Washington Business Journal by Lee Dougherty, Attorney, General Counsel PC
When agencies say they will consider a combination of factors — including both price and nonprice factors — in making an award, contractors should be diligent in assuring that the agency gives meaningful consideration to all the significant factors in the solicitation, says FedBiz Daily contributor Lee Dougherty.
Protesting contractors: Glotech Inc., Rockville
Contracting agency: U.S. Agency for International Development
Issue: Whether meaningful consideration of price is required, even in a Federal Supply Schedule procurement.
Decision: Sustained by the Government Accountability Office, Aug. 21, 2012.
Postmortem: Glotech protested the award of a blanket purchase agreement (BPA) to seven conpanies (all seven are local companies) holding Federal Supply Schedule 70 contracts for information technology supplies and services. The USAID issued a request for quotations informing potential offerors that quotes would be selected on a best-value basis, considering price and six nonprice factors.
In the RFQ, the agency told offerors about the information that would be required for evaluation of price. The description was vague and led offerors to request a clarification. USAID responded that “it would not establish a total cost/price or level of effort.”
Glotech’s protest argued that USAID failed to consider price. As a preliminary matter, USAID moved to dismiss Glotech’s protest on the ground that it was untimely. I have written recently in Battle Lines about the need to protest issues with a solicitation before submitting your proposal. In this case, there was some question as to whether USAID’s clarification made it clear that it would not consider price in its evaluation of quotes. The GAO said the timeliness issue was a “close question” but denied the dismissal and made a recommendation on the merits.
USAID argued that a best-value trade-off is not applicable to the issuance of multiple BPAs. After a thorough review of Federal Acquisition Regulation, Part 8, the GAO determine that “USAID’s arguments are at odds with the clear requirements for these instruments [BPAs] set forth in the FAR.”

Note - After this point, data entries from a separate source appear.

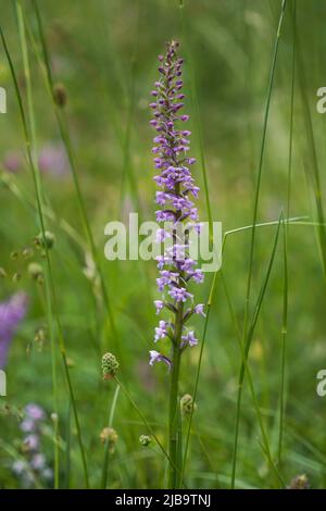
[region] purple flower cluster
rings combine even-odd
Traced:
[[[24,420],[21,423],[21,431],[24,433],[22,444],[24,458],[15,460],[12,464],[12,471],[22,479],[25,487],[32,486],[36,477],[45,482],[53,478],[53,471],[41,451],[45,419],[46,412],[38,404],[29,403],[25,407]]]
[[[181,91],[184,61],[178,58],[177,49],[178,43],[172,41],[167,43],[165,54],[159,57],[160,79],[155,82],[155,88],[151,92],[153,119],[150,124],[156,132],[152,149],[154,166],[159,170],[159,174],[154,176],[160,188],[155,201],[161,207],[156,211],[156,222],[164,223],[156,232],[156,241],[171,241],[171,246],[158,257],[160,277],[156,282],[163,297],[155,300],[154,304],[158,314],[163,309],[175,314],[174,322],[160,321],[154,341],[167,337],[183,350],[198,342],[195,332],[186,327],[186,322],[193,313],[204,315],[204,311],[201,303],[193,303],[193,295],[188,290],[191,281],[197,284],[203,282],[203,273],[196,267],[197,262],[189,258],[189,238],[180,236],[180,233],[185,233],[185,226],[188,230],[193,228],[199,232],[200,224],[192,200],[198,198],[199,187],[190,171],[196,160],[188,155],[191,133],[183,127],[189,116],[180,113],[185,98]],[[178,339],[176,316],[181,317],[181,335]],[[150,364],[159,361],[165,362],[168,367],[172,363],[159,351],[150,351]]]
[[[0,369],[7,364],[11,340],[24,319],[26,310],[27,296],[24,292],[17,292],[0,303]]]

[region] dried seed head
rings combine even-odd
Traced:
[[[139,444],[143,447],[149,446],[151,443],[151,437],[148,435],[140,435],[139,437]]]
[[[103,379],[112,379],[118,370],[118,362],[114,354],[104,353],[102,357]]]
[[[66,105],[67,95],[63,84],[55,84],[53,87],[53,98],[58,107],[63,108]]]
[[[102,444],[108,445],[108,450],[112,454],[118,439],[116,431],[113,427],[104,427],[100,433],[100,439]]]
[[[288,489],[309,489],[310,484],[305,474],[296,475],[290,482]]]
[[[180,409],[183,415],[190,415],[193,411],[197,410],[197,404],[193,403],[192,396],[190,394],[185,394],[180,399]]]

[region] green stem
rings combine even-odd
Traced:
[[[168,413],[168,454],[171,458],[168,472],[168,488],[176,489],[179,486],[181,471],[179,449],[179,373],[180,373],[180,339],[183,332],[184,306],[179,304],[175,319],[175,339],[173,344],[171,386],[170,386],[170,413]]]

The General Services Administration also provided guidance to the GAO, and although the GSA “deferred to [the GAO]” it did indicate that the RFQ “implied that more was required … than relying on the base pricing in a GSA schedule.”
According to USAID in its RFQ, the agency would “include cost/price as a significant factor in a tradeoff decision.” Failure to actually conduct a best-value trade-off was inconsistent with the terms of the RFQ. The GAO determined that USAID “gave no meaningful consideration to price” in violation of the FAR and “failed to make a best value decision.”

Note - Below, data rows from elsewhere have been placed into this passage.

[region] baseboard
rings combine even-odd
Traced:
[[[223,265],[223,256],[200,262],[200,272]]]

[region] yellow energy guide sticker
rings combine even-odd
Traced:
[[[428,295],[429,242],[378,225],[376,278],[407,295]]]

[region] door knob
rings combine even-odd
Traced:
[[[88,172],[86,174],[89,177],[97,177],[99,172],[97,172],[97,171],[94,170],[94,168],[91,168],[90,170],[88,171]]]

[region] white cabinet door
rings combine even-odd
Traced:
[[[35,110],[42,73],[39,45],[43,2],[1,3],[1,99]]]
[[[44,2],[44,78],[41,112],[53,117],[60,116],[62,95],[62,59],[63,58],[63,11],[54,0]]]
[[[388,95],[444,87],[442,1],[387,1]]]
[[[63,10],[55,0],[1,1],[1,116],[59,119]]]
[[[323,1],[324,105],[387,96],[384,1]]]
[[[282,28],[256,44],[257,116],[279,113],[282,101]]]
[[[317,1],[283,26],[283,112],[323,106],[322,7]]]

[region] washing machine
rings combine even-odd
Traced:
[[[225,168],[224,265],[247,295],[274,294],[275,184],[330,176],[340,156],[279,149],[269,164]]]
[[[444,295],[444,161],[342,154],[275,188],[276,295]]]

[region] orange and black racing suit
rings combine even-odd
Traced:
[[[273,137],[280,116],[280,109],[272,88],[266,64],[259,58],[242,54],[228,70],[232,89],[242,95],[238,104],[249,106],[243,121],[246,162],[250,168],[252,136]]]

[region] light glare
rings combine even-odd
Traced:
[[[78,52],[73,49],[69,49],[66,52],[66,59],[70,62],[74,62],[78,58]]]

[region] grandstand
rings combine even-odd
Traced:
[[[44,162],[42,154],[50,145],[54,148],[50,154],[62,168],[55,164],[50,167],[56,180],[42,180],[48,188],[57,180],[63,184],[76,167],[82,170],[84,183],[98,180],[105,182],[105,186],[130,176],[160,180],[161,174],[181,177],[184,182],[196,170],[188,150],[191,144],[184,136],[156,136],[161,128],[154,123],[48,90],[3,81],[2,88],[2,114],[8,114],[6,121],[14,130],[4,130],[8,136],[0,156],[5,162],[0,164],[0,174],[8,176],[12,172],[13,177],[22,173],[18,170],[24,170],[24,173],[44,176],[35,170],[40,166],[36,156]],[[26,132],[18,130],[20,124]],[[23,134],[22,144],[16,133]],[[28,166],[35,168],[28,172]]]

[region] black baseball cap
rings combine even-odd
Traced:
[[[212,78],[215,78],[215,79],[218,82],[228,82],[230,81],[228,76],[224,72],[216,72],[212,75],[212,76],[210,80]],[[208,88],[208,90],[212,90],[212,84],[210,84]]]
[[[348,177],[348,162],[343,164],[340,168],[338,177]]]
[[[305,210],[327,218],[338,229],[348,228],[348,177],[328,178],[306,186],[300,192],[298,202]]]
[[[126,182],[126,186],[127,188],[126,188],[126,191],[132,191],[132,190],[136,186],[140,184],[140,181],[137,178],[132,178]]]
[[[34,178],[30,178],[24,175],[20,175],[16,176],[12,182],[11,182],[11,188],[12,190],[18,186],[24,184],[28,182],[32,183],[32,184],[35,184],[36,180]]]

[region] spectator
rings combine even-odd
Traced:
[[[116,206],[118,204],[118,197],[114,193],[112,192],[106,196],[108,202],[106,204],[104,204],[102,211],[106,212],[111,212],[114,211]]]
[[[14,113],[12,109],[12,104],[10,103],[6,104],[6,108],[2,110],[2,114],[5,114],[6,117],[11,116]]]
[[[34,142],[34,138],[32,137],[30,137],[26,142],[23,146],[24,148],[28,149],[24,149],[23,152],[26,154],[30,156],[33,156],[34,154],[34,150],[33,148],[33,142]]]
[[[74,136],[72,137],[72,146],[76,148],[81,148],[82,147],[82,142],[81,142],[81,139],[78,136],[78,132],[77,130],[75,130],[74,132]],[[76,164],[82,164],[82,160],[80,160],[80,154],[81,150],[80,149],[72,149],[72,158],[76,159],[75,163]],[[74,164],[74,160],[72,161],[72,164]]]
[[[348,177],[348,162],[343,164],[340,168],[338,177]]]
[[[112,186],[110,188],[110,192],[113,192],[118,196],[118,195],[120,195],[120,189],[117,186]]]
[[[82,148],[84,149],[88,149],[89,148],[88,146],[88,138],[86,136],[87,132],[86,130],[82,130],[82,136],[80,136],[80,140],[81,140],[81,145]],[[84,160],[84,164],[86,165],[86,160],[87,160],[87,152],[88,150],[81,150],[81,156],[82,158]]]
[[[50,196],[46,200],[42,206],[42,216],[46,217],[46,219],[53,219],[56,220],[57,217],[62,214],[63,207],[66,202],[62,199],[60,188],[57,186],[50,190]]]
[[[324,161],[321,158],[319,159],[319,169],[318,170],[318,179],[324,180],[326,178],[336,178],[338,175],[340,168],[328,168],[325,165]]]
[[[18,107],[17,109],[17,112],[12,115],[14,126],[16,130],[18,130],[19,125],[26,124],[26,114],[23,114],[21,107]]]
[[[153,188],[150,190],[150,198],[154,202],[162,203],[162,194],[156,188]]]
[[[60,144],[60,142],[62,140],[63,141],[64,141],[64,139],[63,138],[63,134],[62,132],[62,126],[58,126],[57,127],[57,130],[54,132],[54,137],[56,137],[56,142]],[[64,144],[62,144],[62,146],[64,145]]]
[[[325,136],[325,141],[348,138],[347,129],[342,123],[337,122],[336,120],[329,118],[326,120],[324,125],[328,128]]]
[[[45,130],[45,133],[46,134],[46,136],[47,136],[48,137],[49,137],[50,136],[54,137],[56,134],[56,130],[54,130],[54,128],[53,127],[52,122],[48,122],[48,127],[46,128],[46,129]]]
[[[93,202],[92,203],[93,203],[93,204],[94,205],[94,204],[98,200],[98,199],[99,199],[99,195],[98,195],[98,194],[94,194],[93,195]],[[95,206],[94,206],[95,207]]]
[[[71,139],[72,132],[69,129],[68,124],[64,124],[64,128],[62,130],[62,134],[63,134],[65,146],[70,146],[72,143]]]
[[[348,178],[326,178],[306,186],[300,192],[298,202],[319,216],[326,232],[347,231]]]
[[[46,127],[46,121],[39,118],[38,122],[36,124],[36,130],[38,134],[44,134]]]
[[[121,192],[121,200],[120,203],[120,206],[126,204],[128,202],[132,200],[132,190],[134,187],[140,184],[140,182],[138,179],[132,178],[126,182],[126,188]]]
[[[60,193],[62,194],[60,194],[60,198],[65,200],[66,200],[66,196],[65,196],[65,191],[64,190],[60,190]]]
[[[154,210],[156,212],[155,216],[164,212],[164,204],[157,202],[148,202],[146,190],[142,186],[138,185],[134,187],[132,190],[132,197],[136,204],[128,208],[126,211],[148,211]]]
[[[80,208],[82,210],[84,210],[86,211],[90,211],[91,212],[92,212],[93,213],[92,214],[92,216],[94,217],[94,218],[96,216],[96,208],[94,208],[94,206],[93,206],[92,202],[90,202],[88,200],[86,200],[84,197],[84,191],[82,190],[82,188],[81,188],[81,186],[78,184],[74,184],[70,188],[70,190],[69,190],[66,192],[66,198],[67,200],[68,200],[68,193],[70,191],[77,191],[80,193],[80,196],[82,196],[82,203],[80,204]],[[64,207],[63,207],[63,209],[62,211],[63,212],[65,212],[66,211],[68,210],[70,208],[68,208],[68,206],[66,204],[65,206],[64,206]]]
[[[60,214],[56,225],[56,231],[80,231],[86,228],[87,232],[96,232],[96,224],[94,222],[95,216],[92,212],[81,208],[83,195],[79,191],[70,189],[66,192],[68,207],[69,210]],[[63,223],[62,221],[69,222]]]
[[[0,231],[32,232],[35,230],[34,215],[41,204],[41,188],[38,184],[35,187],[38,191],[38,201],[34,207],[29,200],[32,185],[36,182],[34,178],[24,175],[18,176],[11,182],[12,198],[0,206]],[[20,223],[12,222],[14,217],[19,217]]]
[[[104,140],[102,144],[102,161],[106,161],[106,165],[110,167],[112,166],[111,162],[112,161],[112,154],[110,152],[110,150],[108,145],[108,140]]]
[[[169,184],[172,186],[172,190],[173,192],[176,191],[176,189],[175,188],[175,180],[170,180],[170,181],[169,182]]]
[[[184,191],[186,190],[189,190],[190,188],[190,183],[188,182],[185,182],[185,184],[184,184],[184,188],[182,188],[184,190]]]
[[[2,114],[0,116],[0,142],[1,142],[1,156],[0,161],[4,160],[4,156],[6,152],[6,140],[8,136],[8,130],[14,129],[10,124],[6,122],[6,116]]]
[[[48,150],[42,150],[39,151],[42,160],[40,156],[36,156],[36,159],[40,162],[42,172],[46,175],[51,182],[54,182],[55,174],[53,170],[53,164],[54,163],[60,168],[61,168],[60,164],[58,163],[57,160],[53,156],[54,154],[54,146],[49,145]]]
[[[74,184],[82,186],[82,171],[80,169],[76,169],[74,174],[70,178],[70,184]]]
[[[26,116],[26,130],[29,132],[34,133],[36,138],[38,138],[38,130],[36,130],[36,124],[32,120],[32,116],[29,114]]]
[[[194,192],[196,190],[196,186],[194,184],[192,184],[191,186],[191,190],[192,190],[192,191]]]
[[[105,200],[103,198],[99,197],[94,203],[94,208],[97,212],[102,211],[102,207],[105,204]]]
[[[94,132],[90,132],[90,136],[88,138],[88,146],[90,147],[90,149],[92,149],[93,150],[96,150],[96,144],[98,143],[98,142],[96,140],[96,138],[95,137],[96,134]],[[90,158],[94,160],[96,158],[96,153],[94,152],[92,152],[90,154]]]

A best-value trade-off, by its very nature, requires a weighing of technical approach compared with price. This is well-established, yet agencies frequently deviate from this requirement and argue to the GAO that it is not required. To decide between two categories you must meaningfully consider two categories.
USAID did not meaningfully consider price. Therefore, there was no trade-off and not a best-value selection, which was contrary to the solicitation.
Glotech was very fortunate that its protest was not dismissed in this case. Far more often when an offeror protests an ambiguity in the solicitation the protest will be dismissed.